Lynn's band didn't use song charts. They played her music by heart.

"Loretta's thing was pretty informal, old-school, 'the hillbilly-est hillbilly,'" England said.

She would wear ballroom gowns, come onstage and open with "Thank God, I'm a Country [Girl]," putting a twist on the famous John Denver song. "Then she would stand there and kick off her shoes and be barefoot in front of her people and say, 'So what do you want to hear?'" England remembered.

He grew to like Lynn's "Table for Two" among all the classics from her six-decade career, but his favorite was "When the Tingle Becomes a Chill," a crushing ballad of faded love. "If that doesn't give you goosebumps, nothing will," England said.

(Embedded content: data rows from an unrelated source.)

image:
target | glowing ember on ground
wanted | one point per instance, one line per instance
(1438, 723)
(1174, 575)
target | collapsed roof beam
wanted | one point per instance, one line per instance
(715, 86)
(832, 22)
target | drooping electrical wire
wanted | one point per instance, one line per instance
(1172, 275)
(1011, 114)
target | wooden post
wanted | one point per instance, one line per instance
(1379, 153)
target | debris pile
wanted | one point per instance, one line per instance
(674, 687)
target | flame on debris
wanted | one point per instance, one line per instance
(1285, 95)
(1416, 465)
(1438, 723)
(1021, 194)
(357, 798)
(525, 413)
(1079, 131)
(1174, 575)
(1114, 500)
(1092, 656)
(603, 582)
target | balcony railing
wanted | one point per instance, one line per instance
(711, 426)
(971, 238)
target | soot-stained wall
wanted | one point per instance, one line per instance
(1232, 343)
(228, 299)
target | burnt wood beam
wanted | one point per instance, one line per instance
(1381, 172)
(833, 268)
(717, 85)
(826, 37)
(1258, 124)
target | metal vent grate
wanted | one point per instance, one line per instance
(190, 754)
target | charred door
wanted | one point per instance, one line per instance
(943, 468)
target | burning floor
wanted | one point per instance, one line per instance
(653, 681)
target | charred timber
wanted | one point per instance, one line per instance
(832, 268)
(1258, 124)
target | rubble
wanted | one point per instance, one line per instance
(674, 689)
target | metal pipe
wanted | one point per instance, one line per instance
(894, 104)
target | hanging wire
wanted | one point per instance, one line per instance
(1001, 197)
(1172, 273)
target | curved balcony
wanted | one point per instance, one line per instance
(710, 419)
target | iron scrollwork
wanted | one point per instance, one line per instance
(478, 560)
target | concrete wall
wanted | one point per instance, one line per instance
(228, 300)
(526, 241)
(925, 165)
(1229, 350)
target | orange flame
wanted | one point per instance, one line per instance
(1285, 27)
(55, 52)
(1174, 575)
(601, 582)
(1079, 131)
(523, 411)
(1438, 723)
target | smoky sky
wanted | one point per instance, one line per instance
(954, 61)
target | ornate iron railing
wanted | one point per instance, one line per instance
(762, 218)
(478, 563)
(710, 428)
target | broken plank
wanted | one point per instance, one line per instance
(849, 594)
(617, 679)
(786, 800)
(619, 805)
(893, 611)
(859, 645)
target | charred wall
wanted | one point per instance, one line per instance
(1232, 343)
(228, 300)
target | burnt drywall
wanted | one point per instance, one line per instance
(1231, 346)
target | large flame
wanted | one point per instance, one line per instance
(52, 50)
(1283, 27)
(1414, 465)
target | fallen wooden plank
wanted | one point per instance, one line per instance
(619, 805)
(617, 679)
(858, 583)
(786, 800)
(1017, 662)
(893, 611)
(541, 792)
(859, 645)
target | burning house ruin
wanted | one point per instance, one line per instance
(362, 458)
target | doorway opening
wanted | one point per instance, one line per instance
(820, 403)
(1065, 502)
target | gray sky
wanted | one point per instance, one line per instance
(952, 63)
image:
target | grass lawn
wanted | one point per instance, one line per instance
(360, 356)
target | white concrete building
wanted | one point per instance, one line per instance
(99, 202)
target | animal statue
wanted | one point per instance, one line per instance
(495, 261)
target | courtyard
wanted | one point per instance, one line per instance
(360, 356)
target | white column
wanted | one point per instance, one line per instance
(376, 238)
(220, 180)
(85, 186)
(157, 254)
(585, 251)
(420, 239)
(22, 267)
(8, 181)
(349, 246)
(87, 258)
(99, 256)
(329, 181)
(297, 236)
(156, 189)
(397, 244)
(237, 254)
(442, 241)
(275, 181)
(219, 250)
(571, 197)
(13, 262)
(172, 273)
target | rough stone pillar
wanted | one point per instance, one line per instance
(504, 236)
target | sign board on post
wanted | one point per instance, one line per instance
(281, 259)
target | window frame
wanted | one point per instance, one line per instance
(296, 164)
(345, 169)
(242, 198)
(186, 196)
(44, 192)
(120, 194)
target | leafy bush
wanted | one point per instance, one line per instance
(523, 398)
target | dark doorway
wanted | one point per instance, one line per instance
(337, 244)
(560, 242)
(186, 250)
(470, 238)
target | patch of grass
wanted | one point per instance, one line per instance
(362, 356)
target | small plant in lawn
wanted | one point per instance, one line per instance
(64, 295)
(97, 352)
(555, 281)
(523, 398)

She maintained her privacy, as much as possible, on those tours, riding in a separate bus. That purple-decorated vehicle would draw onlookers when it pulled into a town or a Walmart to pick up supplies. Cars of curious people circled it as Lynn sat inside. "I thought, 'This has been happening to Loretta since 1965.' How that would change your world," England said.

Her peak performances revealed the reason for the public's fascination, her soaring voice. "When she was feeling it, she would throw her head back and hold that microphone and sing, and you would feel it down to your toes," England said. "That was the thing, when she felt it, you felt it."

Lynn's visual persona remains close to Jasonville singer and Elvis Presley impersonator Bruce Borders, literally. As a collector of music memorabilia, Borders owns several of the gowns Lynn wore onstage and around her Hurricane Mills Ranch. Those hang in his collection along with Elvis' stage-worn outfits kept at his insurance business in Jasonville, where he once served as mayor and now as the state representative for Indiana House District 45.

"I was always enamored with her, because I thought she was such a great entertainer, and an even better person," Borders said Tuesday afternoon.

He saw proof firsthand in the early 1980s. Borders and his City Council Band performed as Lynn's opening act at the Illinois State Fair in DuQuion. The dressing rooms for the performers were below the stage. That's where Borders encountered Lynn and her guitarist, and the three wound up talking about their shared Christian faith, before playing to a throng of thousands.

"We just had a wonderful time and a wonderful discussion right before she went out on stage," Borders said. "What a sweet, sweet lady she truly was. and I don't say that all the time, because some entertainers aren't nice people."

Lynn's tours took her through Terre Haute, too. She and Twitty headlined three autumn shows in Hulman Center in 1975, '76 and '77, that facility's concert heyday. Their Nov. 15, 1975 show drew 8,408 fans, Hulman Center's second-highest concert attendance up to that point, topped only by Elvis Presley at 10,244 just four months earlier.

Several years before that, Lynn sang in the Harry Weger Show at Terre Haute, according to Tribune-Star archives.

Over time, her 1976 memoir "Loretta Lynn: Coal Miner's Daughter" and the subsequent movie in 1980 spread her fame beyond country music radio and record sales. Her east-Kentucky mountain accent and homespun storytelling connected with audiences. And, as England put it, "People forget, Loretta Lynn was so beautiful, and that goes a long way."

That said, her primary gift to her fans was that sound. "The thing about her is the music," England said, "those great songs."